In this case, the Magistrate Judge found that "Plaintiffs each held individual accounts with ARS and Experian, individually disputed their claims with Experian, and individually assessed the accuracy of the credit history Experian reported." See Dkt. #26 at 6. Upon review, Plaintiffs' claims each arose out of separate transactions and occurrences with ARS and Experian, and, while similar, Plaintiffs' claims bear no relation to one another. Each Plaintiff's claim will require different witnesses and documentary proof to establish the elements of their FCRA claims. To prevail, each Plaintiff must individually establish the disputed information, as well as the damages they suffered as a result. See 15 U.S.C. §§ 1681i(a)(1)(A), 1681o(a)(1), 1681n. As such, upon review, the Court finds no error in the Magistrate Judge's recommendation that Plaintiffs' claims be severed. Accordingly, this objection is OVERRULED.
Judicial Efficiency
Plaintiffs argue the Report failed to consider judicial economy and that multiple lawsuits could create problems that outweigh any alleged inconvenience. See Dkt. #28 at 7-8. Not so. Plaintiffs allege that if severed, all seventeen cases will be filed in the Eastern District of Texas. See id. at 7. The Court has considered this possibility, and is prepared, if necessary, to consolidate cases to enhance judicial economy and prevent wastefulness of time, energy, and money. Once Plaintiffs refile individual complaints, any party may file a Motion to Consolidate with the Court, allowing the parties to proceed jointly for all pretrial proceedings. Thus, this objection is OVERRULED.
Prejudice to Plaintiffs
Plaintiffs argue the cases cannot be severed if Plaintiffs will be prejudiced by severance. See Dkt. #28 at 8. To this point, Plaintiffs state that "it is highly possible that some of the plaintiffs' [] claims will have the statute of limitations run." See id. The Court is conscious of Plaintiffs' concerns. However, the concerns are unfounded in this case. As the Fifth Circuit has held, "[s]everance under Rule 21 creates two separate actions or suits where previously there was but one." United States v. O'Neil, 709 F.2d 361, 367 (5th Cir. 1983). In this case, severance creates seventeen suits where there is presently only one. No claims in this matter shall be dismissed at this stage of litigation, and Plaintiffs' complaints shall be deemed filed as of March 30, 2018, the date of Plaintiffs' original Complaint. See Dkt. #1. Therefore, as Plaintiffs will suffer no prejudice, this objection is OVERRULED.
III. CONCLUSION
Experian's Motion to Dismiss (Dkt. #11) is hereby GRANTED IN PART and DENIED IN PART. Experian's request that Plaintiffs' claims be severed is hereby GRANTED and all other relief requested is DENIED.
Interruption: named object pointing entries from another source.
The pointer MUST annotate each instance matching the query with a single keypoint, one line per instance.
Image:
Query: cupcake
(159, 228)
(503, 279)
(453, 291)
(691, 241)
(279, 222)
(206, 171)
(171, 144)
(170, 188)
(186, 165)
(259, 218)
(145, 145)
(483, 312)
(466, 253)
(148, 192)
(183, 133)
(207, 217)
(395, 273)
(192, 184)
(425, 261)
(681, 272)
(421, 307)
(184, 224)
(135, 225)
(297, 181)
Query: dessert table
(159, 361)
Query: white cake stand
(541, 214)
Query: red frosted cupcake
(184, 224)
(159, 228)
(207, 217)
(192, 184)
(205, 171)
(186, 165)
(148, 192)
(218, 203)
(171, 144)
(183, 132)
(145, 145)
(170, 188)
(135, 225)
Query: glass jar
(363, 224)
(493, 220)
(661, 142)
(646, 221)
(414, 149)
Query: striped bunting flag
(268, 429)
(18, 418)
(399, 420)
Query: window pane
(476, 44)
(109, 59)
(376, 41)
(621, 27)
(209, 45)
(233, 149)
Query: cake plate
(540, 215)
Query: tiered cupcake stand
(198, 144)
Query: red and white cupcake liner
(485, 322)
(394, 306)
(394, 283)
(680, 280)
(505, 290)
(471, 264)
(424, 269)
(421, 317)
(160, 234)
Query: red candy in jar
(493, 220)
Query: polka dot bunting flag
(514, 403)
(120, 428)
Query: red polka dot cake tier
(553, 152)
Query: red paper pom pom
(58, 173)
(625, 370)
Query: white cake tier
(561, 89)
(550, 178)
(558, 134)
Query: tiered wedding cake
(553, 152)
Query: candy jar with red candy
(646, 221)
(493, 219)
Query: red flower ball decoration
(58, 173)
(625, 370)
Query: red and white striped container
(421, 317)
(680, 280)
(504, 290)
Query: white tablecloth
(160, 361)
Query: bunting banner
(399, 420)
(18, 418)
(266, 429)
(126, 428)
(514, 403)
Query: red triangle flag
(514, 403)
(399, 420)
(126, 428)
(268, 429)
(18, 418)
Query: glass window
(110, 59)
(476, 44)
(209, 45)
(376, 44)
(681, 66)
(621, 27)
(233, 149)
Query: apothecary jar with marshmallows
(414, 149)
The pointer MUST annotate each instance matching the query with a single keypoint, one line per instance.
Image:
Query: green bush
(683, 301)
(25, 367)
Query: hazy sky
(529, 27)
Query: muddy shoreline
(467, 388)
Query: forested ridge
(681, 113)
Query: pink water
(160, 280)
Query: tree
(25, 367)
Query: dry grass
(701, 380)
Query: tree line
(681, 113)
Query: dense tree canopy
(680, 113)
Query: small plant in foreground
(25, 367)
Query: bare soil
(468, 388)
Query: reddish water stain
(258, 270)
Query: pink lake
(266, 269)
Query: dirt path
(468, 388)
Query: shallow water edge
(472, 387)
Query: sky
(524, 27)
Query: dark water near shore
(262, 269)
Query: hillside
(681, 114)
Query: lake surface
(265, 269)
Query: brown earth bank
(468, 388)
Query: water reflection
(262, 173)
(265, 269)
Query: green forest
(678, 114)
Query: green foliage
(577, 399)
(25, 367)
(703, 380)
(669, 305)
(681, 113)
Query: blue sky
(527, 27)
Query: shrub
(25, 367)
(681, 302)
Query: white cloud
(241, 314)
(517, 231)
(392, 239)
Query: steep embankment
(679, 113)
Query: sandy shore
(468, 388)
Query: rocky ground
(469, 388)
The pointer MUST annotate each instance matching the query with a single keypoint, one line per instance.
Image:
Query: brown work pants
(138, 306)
IT IS THEREFORE ORDERED that the Clerk of Court shall sever Plaintiffs' claims into individual suits. The original Complaint (Dkt. #1) shall be refiled in each matter and shall be deemed filed as of March 30, 2018.
IT IS FURTHER ORDERED that Plaintiffs' shall individually file Amended Complaints within 30 days of receipt of this Order. Once filed, the Court will issue an Order Governing Proceedings in each matter, including setting deadlines for the parties' initial disclosures and Rule 16 Conferences.
IT IS SO ORDERED.
SIGNED this 15th day of March, 2019.